Airline chiefs say many of the issues which caused disruption in Europe this summer have “normalised” but argued all aviation firms should be using the quieter winter season to assess operations to ensure there is not a repeat next year.
Speaking during a panel discussion at World Travel Market, Tui Airline chief operating officer Dawn Wilson insisted discussions between airlines, airports and external suppliers had been ongoing throughout the Easter and summer period.
But she said “some (third) parties had been travelling in hope” with staff not sufficiently trained to fulfil their duties, adding “the last time I looked, hope is not a plan”.
She said: “The (staff) numbers were shown, but it’s whether you can actually turn that into people to do the job, so if they haven’t got an ID, or if they’re not trained to do the task you need them to do to push an aircraft back, that’s where things started to unravel.”
Wilson said airlines across Europe would be questioning how much of their operations they wanted to control in-house and how much should be outsourced, adding “there is an asymmetrical risk if you outsource too much of it and we saw some of that”.

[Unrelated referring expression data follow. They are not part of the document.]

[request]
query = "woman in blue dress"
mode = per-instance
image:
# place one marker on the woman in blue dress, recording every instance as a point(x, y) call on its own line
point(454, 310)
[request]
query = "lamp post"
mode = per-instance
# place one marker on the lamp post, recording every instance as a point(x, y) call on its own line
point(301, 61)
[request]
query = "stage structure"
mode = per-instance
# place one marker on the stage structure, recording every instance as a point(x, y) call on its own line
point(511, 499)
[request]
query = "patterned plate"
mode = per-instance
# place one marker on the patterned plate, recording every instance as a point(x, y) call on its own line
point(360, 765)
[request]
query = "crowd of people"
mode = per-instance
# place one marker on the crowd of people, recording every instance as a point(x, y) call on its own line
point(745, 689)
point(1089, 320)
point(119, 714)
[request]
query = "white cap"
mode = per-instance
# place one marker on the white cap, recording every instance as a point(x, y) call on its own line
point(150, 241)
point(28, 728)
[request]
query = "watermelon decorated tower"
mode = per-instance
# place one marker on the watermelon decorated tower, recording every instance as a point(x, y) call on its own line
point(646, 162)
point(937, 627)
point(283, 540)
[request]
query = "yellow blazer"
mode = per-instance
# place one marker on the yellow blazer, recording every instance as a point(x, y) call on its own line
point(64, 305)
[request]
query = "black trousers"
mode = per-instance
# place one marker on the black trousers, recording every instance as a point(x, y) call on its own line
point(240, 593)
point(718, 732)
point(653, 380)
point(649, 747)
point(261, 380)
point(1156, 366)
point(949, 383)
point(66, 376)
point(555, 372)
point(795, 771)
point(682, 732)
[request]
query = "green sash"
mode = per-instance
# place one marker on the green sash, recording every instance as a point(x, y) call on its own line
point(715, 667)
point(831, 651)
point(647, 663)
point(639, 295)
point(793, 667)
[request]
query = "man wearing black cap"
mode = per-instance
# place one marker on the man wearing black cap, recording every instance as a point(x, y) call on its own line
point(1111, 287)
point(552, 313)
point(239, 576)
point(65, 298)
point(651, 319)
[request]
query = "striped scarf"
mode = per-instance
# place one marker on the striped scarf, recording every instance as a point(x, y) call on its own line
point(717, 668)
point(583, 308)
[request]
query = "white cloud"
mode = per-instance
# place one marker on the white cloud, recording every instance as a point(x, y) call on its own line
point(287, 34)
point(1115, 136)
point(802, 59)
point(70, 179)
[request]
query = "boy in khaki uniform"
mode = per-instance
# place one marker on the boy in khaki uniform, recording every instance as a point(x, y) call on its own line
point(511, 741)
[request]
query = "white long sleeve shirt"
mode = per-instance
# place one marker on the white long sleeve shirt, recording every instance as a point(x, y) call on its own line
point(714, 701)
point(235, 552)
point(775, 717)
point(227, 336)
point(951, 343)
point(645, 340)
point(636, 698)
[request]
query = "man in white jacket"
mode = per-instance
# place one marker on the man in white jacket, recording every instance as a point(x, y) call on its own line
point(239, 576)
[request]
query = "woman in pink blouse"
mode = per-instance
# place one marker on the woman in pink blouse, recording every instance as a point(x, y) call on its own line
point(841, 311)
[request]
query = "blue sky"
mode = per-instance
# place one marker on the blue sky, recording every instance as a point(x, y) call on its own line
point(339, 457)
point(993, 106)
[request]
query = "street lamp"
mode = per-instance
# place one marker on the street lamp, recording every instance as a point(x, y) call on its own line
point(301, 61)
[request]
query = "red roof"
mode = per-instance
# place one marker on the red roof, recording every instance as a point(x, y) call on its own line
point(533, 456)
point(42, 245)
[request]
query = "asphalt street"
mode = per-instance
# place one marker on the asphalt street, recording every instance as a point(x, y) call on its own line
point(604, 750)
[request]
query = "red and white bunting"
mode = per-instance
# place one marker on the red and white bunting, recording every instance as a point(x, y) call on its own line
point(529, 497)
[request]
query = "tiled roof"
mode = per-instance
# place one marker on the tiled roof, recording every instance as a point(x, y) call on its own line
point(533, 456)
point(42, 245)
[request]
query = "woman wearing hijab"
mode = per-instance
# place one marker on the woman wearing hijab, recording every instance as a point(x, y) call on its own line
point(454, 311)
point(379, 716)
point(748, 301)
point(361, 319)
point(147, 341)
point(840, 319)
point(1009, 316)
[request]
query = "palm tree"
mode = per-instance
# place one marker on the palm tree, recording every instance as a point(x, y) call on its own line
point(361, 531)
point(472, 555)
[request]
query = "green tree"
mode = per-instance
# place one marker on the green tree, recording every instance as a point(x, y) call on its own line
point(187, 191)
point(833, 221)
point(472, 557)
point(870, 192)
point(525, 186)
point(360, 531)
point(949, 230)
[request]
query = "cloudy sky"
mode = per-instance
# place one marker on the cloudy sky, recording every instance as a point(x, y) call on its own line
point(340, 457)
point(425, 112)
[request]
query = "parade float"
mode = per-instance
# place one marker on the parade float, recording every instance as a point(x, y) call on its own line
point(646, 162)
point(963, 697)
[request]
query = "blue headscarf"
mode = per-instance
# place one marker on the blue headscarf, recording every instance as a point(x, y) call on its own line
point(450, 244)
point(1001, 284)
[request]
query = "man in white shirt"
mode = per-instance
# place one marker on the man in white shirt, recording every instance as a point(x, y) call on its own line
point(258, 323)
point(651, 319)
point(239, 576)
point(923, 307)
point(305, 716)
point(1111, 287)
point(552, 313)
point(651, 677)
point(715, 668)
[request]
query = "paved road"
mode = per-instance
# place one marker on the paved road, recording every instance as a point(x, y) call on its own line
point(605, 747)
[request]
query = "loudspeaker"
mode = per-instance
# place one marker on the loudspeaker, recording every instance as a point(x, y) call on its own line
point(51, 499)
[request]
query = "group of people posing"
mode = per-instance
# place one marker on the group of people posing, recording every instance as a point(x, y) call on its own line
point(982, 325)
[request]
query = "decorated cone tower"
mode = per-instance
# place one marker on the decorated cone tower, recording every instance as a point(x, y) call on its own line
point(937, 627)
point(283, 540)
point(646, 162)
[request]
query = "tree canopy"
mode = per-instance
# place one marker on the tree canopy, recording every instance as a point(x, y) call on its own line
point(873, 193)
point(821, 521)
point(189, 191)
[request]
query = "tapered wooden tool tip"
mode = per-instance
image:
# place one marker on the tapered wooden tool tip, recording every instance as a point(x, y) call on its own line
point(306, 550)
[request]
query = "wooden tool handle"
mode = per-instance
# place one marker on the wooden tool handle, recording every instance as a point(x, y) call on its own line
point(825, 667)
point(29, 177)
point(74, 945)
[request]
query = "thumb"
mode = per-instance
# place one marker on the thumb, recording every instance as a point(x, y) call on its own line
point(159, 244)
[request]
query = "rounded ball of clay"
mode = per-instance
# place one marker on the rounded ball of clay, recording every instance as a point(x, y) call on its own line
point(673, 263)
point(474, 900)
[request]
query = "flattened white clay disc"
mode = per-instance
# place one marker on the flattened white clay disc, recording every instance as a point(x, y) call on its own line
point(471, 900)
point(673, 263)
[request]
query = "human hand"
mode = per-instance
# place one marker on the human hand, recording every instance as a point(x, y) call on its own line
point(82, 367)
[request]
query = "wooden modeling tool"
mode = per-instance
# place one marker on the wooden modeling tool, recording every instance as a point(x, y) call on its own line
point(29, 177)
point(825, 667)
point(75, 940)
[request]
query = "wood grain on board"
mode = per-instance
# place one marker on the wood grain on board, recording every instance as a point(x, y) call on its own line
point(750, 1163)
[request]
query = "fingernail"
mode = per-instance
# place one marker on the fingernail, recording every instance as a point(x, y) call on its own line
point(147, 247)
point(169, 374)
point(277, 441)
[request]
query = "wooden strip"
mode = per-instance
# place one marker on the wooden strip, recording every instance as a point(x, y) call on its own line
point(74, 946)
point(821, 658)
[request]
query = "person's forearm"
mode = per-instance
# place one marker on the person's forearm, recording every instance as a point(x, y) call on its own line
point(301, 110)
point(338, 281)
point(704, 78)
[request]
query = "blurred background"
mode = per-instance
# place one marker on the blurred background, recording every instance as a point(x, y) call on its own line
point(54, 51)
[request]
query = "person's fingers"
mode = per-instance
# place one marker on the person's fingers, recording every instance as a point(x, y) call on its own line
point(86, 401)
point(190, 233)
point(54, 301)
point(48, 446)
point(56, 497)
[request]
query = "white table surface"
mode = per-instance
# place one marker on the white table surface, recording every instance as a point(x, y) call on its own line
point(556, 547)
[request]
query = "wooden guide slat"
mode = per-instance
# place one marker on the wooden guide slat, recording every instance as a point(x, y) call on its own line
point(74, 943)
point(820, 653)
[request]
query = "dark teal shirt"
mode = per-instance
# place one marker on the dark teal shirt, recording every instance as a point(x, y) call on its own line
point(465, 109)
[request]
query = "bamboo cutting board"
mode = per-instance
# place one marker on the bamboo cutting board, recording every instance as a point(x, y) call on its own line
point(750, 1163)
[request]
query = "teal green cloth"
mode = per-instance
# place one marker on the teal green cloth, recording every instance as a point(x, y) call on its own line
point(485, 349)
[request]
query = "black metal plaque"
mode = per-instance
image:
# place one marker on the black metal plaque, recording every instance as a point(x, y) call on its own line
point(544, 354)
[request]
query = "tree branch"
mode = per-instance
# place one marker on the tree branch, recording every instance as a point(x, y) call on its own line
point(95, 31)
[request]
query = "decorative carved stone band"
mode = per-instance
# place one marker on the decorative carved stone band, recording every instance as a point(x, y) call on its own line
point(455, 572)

She also expressed surprise at the “collapse” of operations at Amsterdam’s Schiphol airport, which she had previously “put on something of a pedestal”.
Aer Lingus chief executive Lynne Embleton agreed, adding: “Every time we sent an aircraft into Amsterdam it wasn’t coming back for hours and hours. Even if you have a plan, those plans were very quickly creaking at the seams and it showed the fragility of the system.”
She said: “My hope, and my expectation, is that every player in the system will use the relative off-peak to regroup, recruit and get everything ready (for 2023).”
Marion Geoffroy, managing director of Wizz Air UK, said issues with European air traffic control could not be swiftly solved, but said “disruption had normalised” and the airline was planning for Christmas operations and for next summer to ensure it was well-placed to avoid issues.
“You have a buffer for normal disrupted operations but what happened (in 2022) wasn’t normal,” she added. “We didn’t plan for a melting runway at Luton, and it felt that everything that could happen, did happen.”